Such was the atmosphere in which we dined at Station, a little bar and restaurant hip enough to be in Lawrenceville, but located firmly in Bloomfield. Station’s space spans two storefronts on Liberty Avenue. Patrons enter through the bar; with its deeply polished oak backdrop, silvered surfaces and an elevated booth at one end that is essentially a giant throne, that space was appealing enough. But we were led through it to the dining room next door, where walls and ceiling were painted black; the floor was tiled in dark gray slate; and the only light, aside from the natural light coming through the storefront windows, was emitted rather harshly by exposed light bulbs. Little, black-and-white art works hung on the walls.

Fortunately, the food provided some color. An English pea tart did not come in a crust, as we expected, but spilled across a buttery cracker placed on the plate as if its greenness could not be contained. Diced snap peas complemented the plump, sweet English peas, while translucent clusters of orange trout roe — their orbs the same size, brilliantly — added salty bursts. Occasional dollops of a sweet-pea pudding completed this deconstructed dish.
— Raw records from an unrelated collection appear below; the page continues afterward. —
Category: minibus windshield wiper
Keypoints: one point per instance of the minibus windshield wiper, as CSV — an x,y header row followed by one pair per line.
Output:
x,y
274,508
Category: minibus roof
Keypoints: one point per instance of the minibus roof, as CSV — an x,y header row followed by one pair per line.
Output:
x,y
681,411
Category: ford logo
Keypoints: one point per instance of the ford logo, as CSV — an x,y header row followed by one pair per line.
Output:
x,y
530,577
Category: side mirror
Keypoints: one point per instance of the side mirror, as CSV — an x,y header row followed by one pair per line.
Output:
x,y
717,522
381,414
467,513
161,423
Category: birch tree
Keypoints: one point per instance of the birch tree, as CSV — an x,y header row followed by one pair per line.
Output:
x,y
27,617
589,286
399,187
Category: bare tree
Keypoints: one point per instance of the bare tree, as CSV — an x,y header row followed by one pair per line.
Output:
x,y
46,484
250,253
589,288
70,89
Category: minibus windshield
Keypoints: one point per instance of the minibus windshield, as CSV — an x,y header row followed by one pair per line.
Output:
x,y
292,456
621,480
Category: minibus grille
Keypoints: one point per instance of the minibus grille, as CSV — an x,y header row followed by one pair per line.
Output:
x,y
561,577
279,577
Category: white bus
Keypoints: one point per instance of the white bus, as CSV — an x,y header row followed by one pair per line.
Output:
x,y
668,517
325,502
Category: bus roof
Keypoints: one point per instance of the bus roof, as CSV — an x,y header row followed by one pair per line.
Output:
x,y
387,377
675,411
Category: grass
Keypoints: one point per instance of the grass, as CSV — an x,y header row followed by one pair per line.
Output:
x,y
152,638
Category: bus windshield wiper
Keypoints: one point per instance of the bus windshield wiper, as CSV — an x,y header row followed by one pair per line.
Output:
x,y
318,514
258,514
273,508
Corned beef tongue was a sort of savory stew, spread on toast, studded with slim broccoli florets, and garnished with paper-thin cheddar crisps. The concept seemed to be almost a reduction of shepherd’s pie to its most concentrated essence. To say it was rich would be an understatement.

“Crispy wings” actually came smothered in a parmesan-cream sauce with fluffy bits of chevre-like cheese. The tang was pleasant, but the sauce had a mouth-coating effect, perhaps intended as a nod to ranch or bleu cheese dipping sauce. Once we got to the wings underneath, they were fantastic, cooked in olive oil with chili peppers and herbs. Their coating was thicker and crisper than most, yet with plenty of tender meat beneath, flavored by plentiful red pepper rings, both spicy and sweet. Chicken this good really required little or no sauce to be complete.

More richness followed in the form of asiago fondue on the house burger, but here the excellent, beefy patty held up to it, and the cheese was appropriately sharp. The deep-brown brioche bun was just the right size, and the caramelized, but not completely softened, onion jam added texture and sweetness. But the burger still wanted a zinger element. Two enormous onions rings would have added crunch, but not punch, and we set them aside to be eaten on their own (quite good). Garlicky aioli, on the side, enhanced both burger and fries.

Tagliatelle with smoked pork shank, soffrito and a one-hour egg on top was another indulgent dish. The pasta had the wonderfully supple texture of homemade, and the choice not to drown it in a heavy sauce was a good one. Instead, the egg, once broken, melded with the olive oil — coating the noodles, shredded pork and finely diced vegetables, creating a lush mouthfeel without becoming something that pooled at the bottom of the dish.

An entree of roasted pork shoulder steak offered much promise and a deeply disappointing resolution. Rosy slices of tender, juicy meat were interleaved with deep scarlet discs of apparently dehydrated red cabbage. Beneath this stack, dried fava cannelloni — which is to say, tender pasta sheets wrapped around a coarse puree of favas — made for an intriguing combination. Unfortunately, it all suffered from a deeply unpleasant, sour molasses sauce, reminiscent of sauerbraten gone wrong, that frankly ruined this dish. On the side, firm little turnips served as little more than vehicles for more sauce.

Perhaps the gloomy surroundings affected our palates, but we found many dishes at Station to be heavy and intense, crying out — like the dining room itself — for some light contrast. The venue’s basics were great: the burger, the wings, the roasted pork. But the more that was piled onto them, the less appealing they became. To paraphrase Coco Chanel’s famous fashion advice, we would suggest that before serving a dish, Station’s kitchen take one thing off.